Abstract

Introduction: Open fractures are fairly common in developing countries. Causes of open fractures vary widely including road traffic accident, fall from height, gunshot, assault, machine injuries and others. Infection is a common complication of open fractures. Chronic osteomyelitis, nonunion, loss of function or even limb loss are some serious outcome of deep fracture site infections. Primary goal in management of open fractures is prevention of infection of bone and soft tissue by early debridement, irrigation of wound and administration of broad spectrum antibiotics with stabilization of fractures. Aim: The aim of the study is to elucidate pattern of microbial isolates in open fractures so as to form rationale antibiotic regimen for treating open fractures. Methods: 70 patients were taken into study of all ages, both the sexes with open fracture classified according to Gustilo Anderson classification.
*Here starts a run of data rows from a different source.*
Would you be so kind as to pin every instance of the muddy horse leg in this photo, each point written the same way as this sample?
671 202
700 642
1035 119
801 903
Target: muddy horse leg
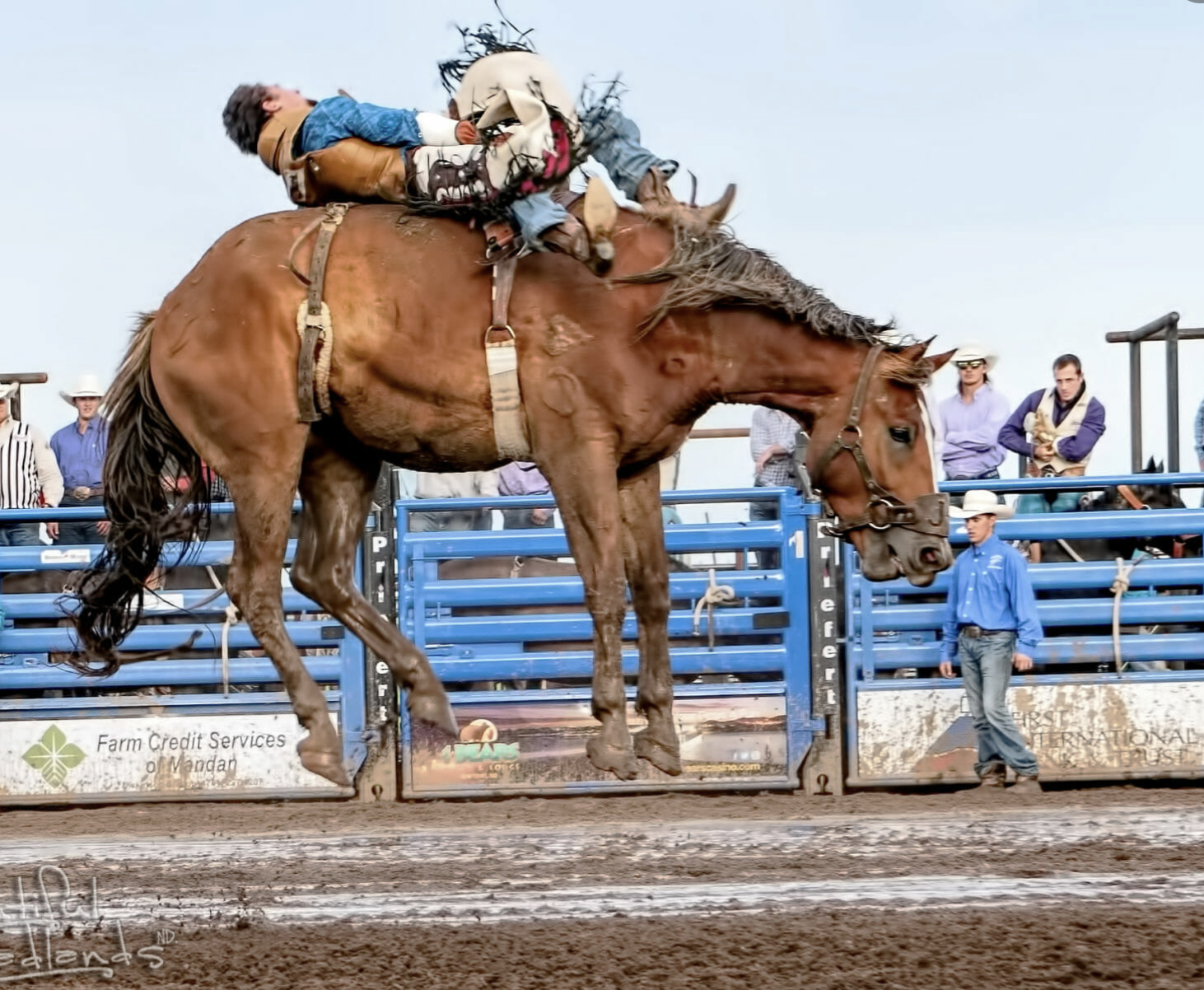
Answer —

Primarily wound was examined and description of the wound was recorded with 1st culture swab taken at that time followed by 2nd culture swab on 1st dressing after debridement and 3rd culture swab if infection continues further. Culture and sensitivity reports were collected for studying pattern of bacterial isolate and their sensitivity. Results: Pre-debridement cultures are of no importance. Post-debridement cultures are important in formulating an antibiotic regime. Gram negative organisms are the most probable cause of infection. Aminoglycosides are the most sensitive group of drugs in both gram positive and gram negative bacteria. Cephalosporins or quinolones should be used in combination with aminoglycosides in all cases of open fracture in our vicinity. Conclusion: All institutions and hospitals should find out the most common infecting pathogen in their environment and formulate an antibiotic policy accordingly.